B.C. Assessment short on resources
Re: Dan Fumano: Quiet end to Musqueam's long-running tax dispute leaves questions for other developers
I worked for B.C. Assessment for 28 years. This issue is but another attack on B.C.'s property assessment system that belies the overarching effort by multinational real estate consulting firms to overwhelm B.C. Assessment.
Not only do these interests drag B.C. Assessment through the courts for issues like these, but they also drive down high-profile property assessments such as the old Oakridge Transit site. Assessments have been perennially well below what the Assessment Act says should be “actual value,” which is synonymous with market value.

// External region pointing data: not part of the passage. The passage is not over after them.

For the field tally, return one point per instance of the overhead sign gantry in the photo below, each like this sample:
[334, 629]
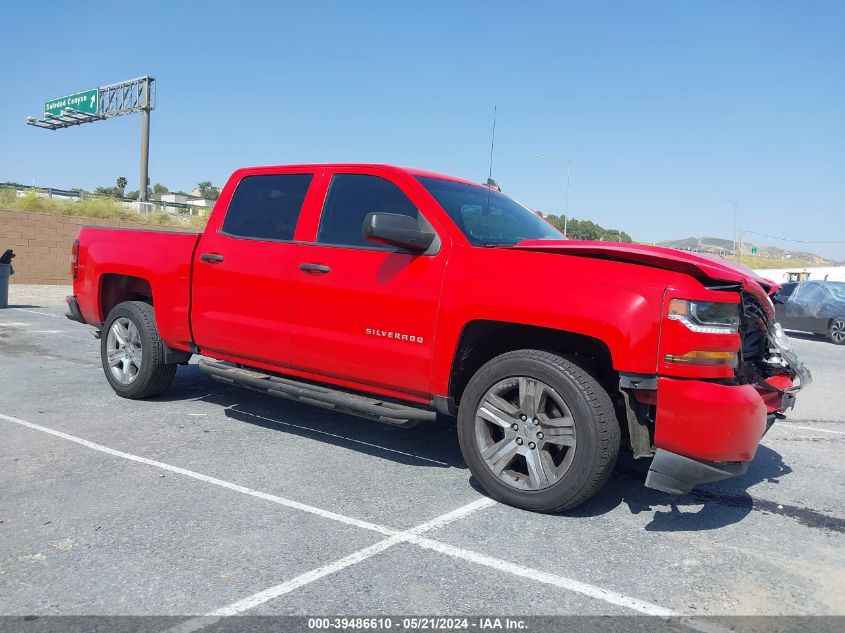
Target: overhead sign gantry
[98, 104]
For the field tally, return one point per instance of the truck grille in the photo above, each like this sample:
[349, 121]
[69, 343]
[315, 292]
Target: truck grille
[754, 331]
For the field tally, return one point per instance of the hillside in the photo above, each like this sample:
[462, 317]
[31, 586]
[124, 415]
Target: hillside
[718, 246]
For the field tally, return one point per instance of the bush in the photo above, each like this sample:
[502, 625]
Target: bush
[91, 207]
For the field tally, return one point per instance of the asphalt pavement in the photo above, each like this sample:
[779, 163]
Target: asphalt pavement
[215, 500]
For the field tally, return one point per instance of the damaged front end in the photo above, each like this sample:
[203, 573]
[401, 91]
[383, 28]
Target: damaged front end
[768, 361]
[707, 429]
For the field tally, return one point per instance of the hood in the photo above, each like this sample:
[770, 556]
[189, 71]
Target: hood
[703, 267]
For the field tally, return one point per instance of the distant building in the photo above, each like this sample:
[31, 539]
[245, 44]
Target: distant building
[175, 202]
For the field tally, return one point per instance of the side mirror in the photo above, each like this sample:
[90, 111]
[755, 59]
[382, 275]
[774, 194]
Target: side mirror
[398, 230]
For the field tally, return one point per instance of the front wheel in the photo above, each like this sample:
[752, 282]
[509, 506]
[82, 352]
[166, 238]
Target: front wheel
[538, 431]
[837, 331]
[133, 353]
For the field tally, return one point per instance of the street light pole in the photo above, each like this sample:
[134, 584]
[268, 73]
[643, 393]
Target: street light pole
[568, 181]
[734, 203]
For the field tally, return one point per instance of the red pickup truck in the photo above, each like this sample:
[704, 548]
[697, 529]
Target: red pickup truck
[397, 294]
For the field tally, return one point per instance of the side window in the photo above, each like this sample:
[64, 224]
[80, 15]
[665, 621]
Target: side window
[808, 293]
[350, 198]
[267, 207]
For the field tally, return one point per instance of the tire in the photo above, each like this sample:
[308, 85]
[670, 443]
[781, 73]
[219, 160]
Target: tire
[561, 460]
[137, 369]
[836, 332]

This site was sold to developers in 2016 for $440 million, but since then has never been assessed at anywhere close to that value. The assessment actually reduced from 2023 to 2024, from $371 million to $321 million — this in a market that has increased dramatically since 2016, and in 2020 the City of Vancouver approved its redevelopment plan. This should have created significant value uplift from the 2016 sale price.

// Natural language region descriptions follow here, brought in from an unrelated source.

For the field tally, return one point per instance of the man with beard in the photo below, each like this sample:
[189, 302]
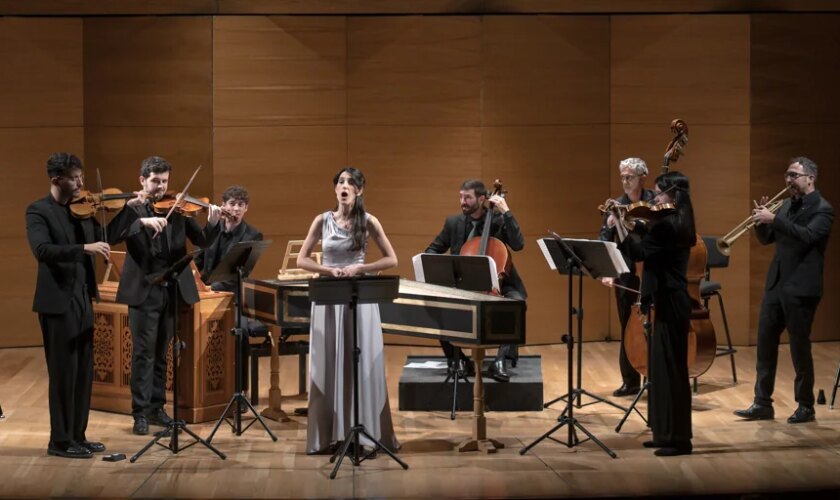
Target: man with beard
[151, 250]
[457, 229]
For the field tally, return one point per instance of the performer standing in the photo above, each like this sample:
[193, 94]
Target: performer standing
[457, 229]
[66, 249]
[344, 234]
[793, 288]
[665, 251]
[152, 247]
[633, 173]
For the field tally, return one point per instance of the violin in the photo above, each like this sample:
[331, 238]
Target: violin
[88, 204]
[486, 245]
[187, 205]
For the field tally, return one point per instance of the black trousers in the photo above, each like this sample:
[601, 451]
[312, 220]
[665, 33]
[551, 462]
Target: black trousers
[625, 300]
[509, 351]
[669, 402]
[780, 311]
[68, 346]
[151, 331]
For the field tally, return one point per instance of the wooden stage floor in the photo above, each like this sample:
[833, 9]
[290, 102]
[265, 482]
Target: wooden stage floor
[730, 457]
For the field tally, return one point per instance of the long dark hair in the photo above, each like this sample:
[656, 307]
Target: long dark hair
[676, 184]
[357, 178]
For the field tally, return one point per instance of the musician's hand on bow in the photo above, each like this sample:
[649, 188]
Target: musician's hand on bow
[156, 224]
[499, 204]
[98, 247]
[214, 213]
[353, 270]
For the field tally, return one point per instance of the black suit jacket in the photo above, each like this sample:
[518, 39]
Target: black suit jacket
[139, 262]
[503, 227]
[207, 261]
[57, 257]
[801, 240]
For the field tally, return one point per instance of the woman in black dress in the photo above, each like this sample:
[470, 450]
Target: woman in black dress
[665, 250]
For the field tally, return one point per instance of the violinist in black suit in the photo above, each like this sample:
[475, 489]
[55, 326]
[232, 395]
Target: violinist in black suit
[457, 229]
[66, 248]
[633, 172]
[154, 244]
[792, 291]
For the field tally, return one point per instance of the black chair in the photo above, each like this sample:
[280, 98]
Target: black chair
[709, 289]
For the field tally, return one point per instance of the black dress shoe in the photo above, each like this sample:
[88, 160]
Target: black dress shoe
[92, 446]
[674, 450]
[626, 390]
[498, 372]
[756, 412]
[72, 451]
[802, 414]
[141, 426]
[159, 417]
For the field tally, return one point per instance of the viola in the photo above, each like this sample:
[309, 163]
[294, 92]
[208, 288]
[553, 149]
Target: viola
[88, 204]
[188, 206]
[487, 245]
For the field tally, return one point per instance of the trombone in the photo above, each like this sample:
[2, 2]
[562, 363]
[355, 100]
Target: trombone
[724, 243]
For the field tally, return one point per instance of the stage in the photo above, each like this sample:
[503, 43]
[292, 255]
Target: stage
[730, 457]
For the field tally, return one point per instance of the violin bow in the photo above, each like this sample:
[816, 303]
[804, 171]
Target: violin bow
[182, 193]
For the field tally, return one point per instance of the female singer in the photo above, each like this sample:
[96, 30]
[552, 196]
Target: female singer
[344, 234]
[665, 251]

This is not an isolated example. Among many others, there is the 11-year legal debacle involving Seaspan in North Vancouver, which has also languished in the courts.
B.C. Assessment is not to blame. They don't have the legislative powers, or the resources, to meet their legislative mandate. Until local taxing jurisdictions hold the provincial government to account on this matter, you and I will be paying more than our share of the property tax burden.